Où il est question d’un voyage à Bruxelles.

            Le samedi 4 juillet, Avenue Louise, à Bruxelles, il est 19 heures quand Lucien Marchand et Jeannot Lenoir prennent un taxi à la gare du Midi en direction de l’Avenue Louise où ils ont donné rendez-vous à Gaston Menez.
       Les trois hommes marchaient tranquillement en direction des bureaux de la société.
       — C’est la petite rue, dit Menez. Inutile d’arriver en avance, Chauvineau ne vient que pour me rencontrer, l’endroit étant désert jusqu’à l’heure exacte de mon arrivée.
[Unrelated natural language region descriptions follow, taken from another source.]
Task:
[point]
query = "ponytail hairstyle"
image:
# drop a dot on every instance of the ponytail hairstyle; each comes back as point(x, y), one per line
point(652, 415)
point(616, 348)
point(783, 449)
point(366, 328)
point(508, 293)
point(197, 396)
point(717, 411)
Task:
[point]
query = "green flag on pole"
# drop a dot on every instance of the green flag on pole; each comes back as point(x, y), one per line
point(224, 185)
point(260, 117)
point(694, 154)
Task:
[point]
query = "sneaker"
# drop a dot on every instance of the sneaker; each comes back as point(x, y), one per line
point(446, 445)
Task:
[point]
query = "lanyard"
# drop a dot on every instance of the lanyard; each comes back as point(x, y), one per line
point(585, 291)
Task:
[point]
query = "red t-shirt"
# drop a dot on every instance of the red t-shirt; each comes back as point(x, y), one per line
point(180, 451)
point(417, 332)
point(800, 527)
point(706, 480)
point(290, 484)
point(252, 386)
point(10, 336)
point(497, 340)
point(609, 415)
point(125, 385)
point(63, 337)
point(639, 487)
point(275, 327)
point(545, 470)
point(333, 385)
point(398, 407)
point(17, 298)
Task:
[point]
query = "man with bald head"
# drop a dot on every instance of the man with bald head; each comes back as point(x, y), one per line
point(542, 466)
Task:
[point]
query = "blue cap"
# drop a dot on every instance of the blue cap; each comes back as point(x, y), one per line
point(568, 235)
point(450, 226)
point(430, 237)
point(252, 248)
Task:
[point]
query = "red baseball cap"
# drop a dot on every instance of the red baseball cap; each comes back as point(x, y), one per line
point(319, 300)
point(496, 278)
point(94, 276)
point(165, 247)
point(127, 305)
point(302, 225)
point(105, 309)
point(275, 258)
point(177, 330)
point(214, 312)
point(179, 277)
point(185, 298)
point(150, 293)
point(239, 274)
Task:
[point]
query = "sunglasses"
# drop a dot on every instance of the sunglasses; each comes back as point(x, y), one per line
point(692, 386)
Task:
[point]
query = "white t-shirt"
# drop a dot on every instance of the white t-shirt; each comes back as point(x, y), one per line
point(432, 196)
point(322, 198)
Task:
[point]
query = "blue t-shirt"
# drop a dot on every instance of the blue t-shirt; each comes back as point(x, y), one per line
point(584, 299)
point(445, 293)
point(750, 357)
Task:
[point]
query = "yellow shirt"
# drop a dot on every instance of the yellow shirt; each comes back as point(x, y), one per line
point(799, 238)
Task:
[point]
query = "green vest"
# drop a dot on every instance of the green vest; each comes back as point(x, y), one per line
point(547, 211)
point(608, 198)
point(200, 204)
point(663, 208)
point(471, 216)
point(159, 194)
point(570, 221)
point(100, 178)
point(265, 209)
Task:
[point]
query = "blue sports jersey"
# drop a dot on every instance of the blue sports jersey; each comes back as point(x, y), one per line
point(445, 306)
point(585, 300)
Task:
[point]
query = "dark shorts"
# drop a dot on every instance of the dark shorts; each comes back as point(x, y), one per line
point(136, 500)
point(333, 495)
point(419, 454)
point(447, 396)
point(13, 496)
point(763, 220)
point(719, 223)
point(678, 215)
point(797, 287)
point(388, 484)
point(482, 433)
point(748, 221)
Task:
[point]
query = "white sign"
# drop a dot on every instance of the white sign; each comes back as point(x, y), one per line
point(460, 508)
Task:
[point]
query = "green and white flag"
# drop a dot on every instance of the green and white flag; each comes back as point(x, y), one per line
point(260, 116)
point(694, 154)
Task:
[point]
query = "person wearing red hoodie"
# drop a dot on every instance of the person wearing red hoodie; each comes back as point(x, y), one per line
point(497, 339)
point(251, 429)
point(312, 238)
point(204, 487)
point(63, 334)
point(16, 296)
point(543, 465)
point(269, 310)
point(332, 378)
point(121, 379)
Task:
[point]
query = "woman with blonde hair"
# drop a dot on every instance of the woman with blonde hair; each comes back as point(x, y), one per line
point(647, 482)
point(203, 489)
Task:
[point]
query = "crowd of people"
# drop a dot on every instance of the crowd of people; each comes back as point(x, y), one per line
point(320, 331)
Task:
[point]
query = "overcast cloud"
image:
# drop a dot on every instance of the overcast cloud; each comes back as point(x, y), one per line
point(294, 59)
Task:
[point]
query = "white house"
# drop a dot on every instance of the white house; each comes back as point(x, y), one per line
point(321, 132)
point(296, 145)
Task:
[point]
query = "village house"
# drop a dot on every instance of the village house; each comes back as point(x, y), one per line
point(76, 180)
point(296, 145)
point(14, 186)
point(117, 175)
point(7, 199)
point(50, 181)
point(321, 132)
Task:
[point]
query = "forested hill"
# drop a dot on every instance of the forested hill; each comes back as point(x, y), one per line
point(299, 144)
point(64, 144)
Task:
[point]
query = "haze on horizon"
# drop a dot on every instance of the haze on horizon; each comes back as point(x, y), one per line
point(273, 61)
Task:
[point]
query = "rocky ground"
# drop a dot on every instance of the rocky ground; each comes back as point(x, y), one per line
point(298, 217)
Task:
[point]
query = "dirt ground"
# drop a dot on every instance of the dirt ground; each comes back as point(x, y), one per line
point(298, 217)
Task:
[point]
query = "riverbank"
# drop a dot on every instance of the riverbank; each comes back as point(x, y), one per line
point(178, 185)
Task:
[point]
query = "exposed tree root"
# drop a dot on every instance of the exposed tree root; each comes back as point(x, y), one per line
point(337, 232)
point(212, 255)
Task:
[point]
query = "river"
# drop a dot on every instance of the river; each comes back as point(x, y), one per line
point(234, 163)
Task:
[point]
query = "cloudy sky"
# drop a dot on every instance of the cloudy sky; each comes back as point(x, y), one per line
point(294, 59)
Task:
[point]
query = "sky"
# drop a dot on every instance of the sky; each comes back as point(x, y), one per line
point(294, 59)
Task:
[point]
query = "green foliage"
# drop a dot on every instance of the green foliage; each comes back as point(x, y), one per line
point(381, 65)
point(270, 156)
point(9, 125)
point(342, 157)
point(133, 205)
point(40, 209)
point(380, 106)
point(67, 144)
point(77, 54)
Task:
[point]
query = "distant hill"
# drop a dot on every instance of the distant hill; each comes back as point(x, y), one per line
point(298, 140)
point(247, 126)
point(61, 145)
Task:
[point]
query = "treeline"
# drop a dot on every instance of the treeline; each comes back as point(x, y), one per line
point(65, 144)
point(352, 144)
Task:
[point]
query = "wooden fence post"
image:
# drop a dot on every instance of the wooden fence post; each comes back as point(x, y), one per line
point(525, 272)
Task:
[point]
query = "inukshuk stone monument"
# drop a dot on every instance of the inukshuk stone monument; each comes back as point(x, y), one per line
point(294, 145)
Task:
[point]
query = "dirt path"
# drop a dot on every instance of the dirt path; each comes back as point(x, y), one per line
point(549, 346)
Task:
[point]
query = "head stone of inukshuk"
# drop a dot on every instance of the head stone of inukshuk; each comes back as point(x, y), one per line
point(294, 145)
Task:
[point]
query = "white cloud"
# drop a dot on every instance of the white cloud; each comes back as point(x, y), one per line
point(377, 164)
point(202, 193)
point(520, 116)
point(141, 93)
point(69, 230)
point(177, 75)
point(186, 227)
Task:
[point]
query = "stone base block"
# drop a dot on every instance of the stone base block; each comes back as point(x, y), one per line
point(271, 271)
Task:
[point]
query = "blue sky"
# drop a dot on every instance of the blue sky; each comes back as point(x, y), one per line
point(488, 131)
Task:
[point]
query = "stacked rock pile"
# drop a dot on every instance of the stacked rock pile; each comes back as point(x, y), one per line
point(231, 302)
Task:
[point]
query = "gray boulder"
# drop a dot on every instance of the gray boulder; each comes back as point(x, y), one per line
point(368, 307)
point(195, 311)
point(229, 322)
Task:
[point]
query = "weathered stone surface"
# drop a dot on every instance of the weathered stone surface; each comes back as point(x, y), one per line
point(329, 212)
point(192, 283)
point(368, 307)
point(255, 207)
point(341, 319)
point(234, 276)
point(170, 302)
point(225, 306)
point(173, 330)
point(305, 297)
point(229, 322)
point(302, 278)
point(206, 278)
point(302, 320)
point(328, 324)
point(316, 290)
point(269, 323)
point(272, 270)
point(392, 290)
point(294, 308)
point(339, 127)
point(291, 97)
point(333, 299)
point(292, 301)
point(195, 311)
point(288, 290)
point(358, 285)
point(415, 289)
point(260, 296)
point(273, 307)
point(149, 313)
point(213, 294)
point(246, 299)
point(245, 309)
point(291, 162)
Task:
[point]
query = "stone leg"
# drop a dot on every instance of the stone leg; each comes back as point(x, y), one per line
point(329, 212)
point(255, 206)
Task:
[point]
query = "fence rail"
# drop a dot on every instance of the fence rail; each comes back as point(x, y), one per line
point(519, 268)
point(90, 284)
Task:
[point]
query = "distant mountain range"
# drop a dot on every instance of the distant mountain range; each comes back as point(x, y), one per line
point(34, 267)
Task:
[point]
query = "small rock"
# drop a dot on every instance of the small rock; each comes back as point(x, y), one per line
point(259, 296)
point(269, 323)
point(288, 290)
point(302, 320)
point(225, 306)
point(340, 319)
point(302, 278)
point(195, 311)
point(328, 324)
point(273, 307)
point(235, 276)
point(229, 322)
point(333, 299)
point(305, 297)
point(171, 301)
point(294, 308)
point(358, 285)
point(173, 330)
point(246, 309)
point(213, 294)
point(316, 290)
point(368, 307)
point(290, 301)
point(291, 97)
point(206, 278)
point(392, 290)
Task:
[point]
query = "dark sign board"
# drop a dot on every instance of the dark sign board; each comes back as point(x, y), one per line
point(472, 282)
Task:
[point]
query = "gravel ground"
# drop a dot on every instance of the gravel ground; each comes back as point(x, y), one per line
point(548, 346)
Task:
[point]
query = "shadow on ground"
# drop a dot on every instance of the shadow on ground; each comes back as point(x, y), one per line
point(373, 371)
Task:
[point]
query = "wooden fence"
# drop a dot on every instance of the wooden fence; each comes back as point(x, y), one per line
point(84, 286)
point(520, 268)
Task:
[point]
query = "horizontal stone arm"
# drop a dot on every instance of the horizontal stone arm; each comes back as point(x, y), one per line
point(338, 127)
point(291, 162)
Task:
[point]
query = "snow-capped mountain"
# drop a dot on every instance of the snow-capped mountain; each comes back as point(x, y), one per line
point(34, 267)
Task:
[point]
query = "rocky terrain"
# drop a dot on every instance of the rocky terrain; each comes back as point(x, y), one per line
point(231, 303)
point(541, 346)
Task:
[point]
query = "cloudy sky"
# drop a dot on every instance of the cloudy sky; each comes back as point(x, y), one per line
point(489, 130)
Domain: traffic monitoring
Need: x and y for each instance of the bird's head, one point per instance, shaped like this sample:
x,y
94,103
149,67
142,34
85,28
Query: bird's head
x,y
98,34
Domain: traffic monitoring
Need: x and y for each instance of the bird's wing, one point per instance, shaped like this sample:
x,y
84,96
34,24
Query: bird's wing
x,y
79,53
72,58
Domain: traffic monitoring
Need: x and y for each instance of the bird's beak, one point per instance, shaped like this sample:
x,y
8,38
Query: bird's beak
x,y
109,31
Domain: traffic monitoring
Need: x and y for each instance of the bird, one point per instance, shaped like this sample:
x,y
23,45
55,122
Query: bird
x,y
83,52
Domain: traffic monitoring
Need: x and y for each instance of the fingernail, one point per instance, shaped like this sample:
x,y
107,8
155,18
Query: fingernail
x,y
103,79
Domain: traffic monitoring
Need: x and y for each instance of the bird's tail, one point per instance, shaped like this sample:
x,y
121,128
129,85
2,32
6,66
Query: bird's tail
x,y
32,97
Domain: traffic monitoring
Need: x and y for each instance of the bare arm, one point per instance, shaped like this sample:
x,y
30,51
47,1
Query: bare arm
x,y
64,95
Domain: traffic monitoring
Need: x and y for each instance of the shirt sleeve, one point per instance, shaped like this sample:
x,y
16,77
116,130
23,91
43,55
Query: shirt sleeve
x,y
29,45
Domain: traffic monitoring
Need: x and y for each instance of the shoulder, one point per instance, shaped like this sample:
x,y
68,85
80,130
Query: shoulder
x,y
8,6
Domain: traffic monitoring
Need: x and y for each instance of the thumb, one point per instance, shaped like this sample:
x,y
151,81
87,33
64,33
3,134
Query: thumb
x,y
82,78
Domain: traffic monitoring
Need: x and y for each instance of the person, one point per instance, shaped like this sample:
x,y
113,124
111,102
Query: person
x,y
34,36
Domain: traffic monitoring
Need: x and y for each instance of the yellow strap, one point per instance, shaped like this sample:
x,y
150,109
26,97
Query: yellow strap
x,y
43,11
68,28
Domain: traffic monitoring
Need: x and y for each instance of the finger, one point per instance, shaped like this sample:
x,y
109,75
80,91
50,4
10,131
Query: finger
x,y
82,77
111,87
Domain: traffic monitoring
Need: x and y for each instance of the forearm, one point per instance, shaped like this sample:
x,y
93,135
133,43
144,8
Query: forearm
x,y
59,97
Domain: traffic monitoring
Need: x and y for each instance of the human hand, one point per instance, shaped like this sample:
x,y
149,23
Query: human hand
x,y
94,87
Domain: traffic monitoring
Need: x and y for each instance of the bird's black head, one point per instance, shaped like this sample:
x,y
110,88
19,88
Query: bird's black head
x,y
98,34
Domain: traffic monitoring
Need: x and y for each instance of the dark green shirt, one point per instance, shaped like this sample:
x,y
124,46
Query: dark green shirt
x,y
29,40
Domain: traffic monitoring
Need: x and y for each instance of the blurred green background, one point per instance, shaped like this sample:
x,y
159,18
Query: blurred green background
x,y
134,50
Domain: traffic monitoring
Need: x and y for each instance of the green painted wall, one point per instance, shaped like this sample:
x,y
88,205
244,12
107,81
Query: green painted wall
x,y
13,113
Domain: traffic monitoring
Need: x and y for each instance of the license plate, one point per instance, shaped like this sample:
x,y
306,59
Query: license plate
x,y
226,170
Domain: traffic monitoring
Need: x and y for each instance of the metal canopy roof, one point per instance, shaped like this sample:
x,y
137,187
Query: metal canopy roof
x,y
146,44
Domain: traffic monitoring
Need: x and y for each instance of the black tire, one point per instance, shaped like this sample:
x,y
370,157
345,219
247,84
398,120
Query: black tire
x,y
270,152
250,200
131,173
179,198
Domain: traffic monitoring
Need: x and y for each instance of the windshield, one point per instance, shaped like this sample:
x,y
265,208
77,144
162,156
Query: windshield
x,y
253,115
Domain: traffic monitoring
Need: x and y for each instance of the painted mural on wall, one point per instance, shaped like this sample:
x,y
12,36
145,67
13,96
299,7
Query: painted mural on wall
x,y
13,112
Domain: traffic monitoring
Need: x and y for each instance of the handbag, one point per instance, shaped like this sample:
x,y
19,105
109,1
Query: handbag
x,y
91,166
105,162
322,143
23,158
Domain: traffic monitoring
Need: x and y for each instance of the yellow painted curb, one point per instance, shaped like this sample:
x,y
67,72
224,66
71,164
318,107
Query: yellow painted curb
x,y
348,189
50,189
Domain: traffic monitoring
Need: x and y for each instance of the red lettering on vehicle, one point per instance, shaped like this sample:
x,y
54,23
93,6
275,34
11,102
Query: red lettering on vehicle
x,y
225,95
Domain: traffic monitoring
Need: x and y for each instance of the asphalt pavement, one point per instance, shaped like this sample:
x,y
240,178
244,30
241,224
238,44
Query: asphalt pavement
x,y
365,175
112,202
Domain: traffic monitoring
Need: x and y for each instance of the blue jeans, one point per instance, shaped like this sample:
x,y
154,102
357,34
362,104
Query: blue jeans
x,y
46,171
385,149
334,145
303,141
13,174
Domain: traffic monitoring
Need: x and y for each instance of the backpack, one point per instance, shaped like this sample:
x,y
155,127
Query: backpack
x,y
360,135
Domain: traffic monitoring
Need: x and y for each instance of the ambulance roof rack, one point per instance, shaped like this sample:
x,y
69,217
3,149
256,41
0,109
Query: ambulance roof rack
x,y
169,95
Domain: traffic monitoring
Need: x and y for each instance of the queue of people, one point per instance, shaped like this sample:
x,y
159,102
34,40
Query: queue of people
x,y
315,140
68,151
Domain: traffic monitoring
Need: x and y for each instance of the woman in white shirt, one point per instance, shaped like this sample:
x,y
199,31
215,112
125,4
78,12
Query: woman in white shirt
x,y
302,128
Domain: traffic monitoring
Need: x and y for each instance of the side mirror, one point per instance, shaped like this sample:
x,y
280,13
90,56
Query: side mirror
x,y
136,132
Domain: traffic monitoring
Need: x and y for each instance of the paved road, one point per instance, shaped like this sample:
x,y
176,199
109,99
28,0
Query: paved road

       — C’est significatif, observa Lenoir.
       — Bon sang ! Je vous l’avais dit ! s’écria Menez. Le voilà qui marche au loin.
       Il désigna un homme à la barbe noire et, curieusement, aux cheveux presque blond : il était correctement vêtu et s’empressait de l’autre côté de l’avenue. Tandis que le trio l’observait, il avisa un garçon qui venait d’apporter la dernière édition d’un journal du soir, et, se précipitant entre les voitures et les bus, il lui en acheta un exemplaire. Puis, le journal en main, il disparut.
       — C’est dans cette impasse ! s’écria Gaston Menez. Il est entré dans les soi-disant bureaux de la société. Venez avec moi, je vais arranger tout cela de mon mieux.
       Lui emboitant le pas, Lenoir et Marchand grimpèrent cinq étages, jusqu’à se retrouver devant une porte entrouverte, à laquelle frappa Menez. De l’intérieur, une voix les invita à entrer et ils se retrouvèrent dans une pièce nue, sans meubles, telle que Gaston Menez l’avait décrite au téléphone le matin à Lenoir.
       À l’unique table était assis l’homme que les trois hommes avaient aperçu dans la rue, le journal du soir étalé devant lui. Quand il leva les yeux sur eux, il sembla à Marchand n’avoir jamais vu un visage marqué à ce point par la douleur ; on eût dit qu’il était en proie à quelque chose au-delà de la douleur, une horreur que peu d’hommes ont l’occasion de rencontrer au cours de leur existence.
       Son front était luisant de sueur, ses joues d’un blanc terne et sans vie, tel le ventre d’un poisson, et ses yeux égarés et fixes. Il regarda son employé comme s’il ne le reconnaissait pas et la stupéfaction qui se lisait sur le visage de Gaston Menez montrait que son employeur n’avait pas du tout son apparence habituelle.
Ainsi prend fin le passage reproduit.